Syria is entering a new phase of uncertainty, say reports, after the deaths of three top figures in President Bashar al-Assad’s regime in what is thought to be a suicide bomb attack. The president’s brother-in-law,  Assef Shawkat; the defence minister, General Daoud Rajiha; and the head of Assad’s crisis team, General Hassan Turkomani were all killed; others were wounded. The conflict in Syria has been going on for over a year now. The International Red Cross has declared the situation to be a civil war, and £100 million worth of Assad’s assets have been frozen in the United Kingdom. Other rumours are swirling around: that Assad’s wife is in Russia, for instance. What is more certain is that in the past couple of weeks there have been high-level defections from the regime, including Syria’s ambassador to Iran.

Fighting continued throughout the night in many parts of Syria, reported the BBC. Two rebel groups have claimed the bomb, and predicted the government’s fall. The government, meanwhile, has promised to get rid of what it calls “criminal and murder gangs.”

The United Nations is to vote today (Thursday 19th July) on more sanctions; Russia says it will oppose the resolution. Commentators are asking whether this is the beginning of the end for Assad’s regime.

“I would have a very clear message for President Assad, which is it is time for him to go. It is time for transition in his regime. Clearly Britain doesn’t support violence on either side, but if there isn’t transition, it is becoming quite clear that there’s going to be civil war,” said David Cameron, Prime Minister, quoted on The Times.

The bombings are a jackpot for the opposition

“The opposition has hit the jackpot. The consequences are too big to digest. It may provoke more violence by the regime. Everyone is revising their calculations. People will be deciding whether to defect or not and the Russians will be wondering if they have backed the wrong horse,” said Nadim Shehadi, a Middle East analyst at Chatham House in London, quoted on The Guardian.

Assad’s on his way out – but there’s still time for him

“They have gone for the jugular now,” said Robert Fisk in The Independent. He said that though it took time to plan assassinations, “this was on an epic scale, to match the bloodbath across Syria.” There will be more attacks, too. The scenes in Syria now start to look like those in the Balkans. Bashar can’t flee; but there are tanks in Damascus. “The verdict? Going, but not yet gone.”

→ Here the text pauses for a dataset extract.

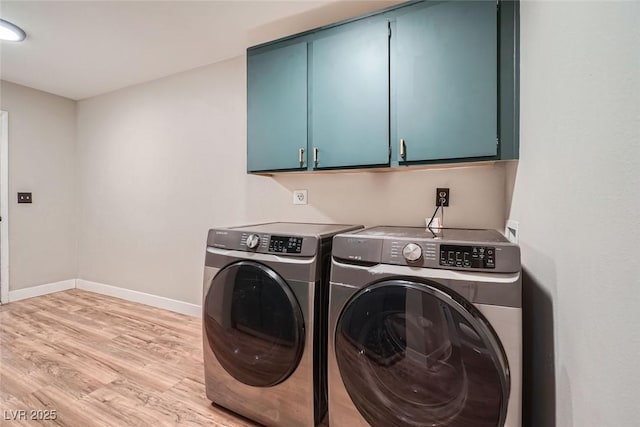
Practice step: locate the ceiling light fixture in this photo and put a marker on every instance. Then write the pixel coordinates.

Syria’s allies will start to reconsider

The men killed in the bomb, said Anthony Loyd in The Times, were those who helped keep up Assad’s delusions. Their assassinations will have an immediate impact on the regime, and will hit Assad psychologically. The rebels, though, probably won’t take over any important institutions – the Syrian Army is still powerful. The Free Syrian Army (the rebels) is still “too lightly armed.” But what will happen is that the “knock-on effect of the bombing … will be felt in the halls of power in Moscow, Beijing, Tehran and Damascus.”

Russia won’t – it’s clinging on to the old world

Zaki Laidi in The Financial Times said that Russia isn’t changing its position with regard to Syria because it wants to ensure its own power in relation to the West. If Syria falls, then Russia’s “southern flank would be weakened.” The problem with Russia is that it doesn’t want to adapt – it wants to “return to the old world.” And it wants to make regime change too costly for the West to countenance.

Could something far worse happen?

Martin Chulov in The Guardian was uncertain about the effect of the bombs: “Whether the deaths of the strongmen can bring the masses around will determine whether this is indeed the beginning of the end – or the start of something far worse.”

But what happens next?

Yes, said an editorial in The Times, it’s “very likely” that Assad – “short of unleashing cataclysmic violence” – will go. But then what? How do we deal with what comes out of the ashes? Syria has a large stock of chemical weapons, which, post-Assad, could be stolen by terrorists; Syria is in a volatile region – it’s still at war with Israel. We need “to begin to talk about what happens now.”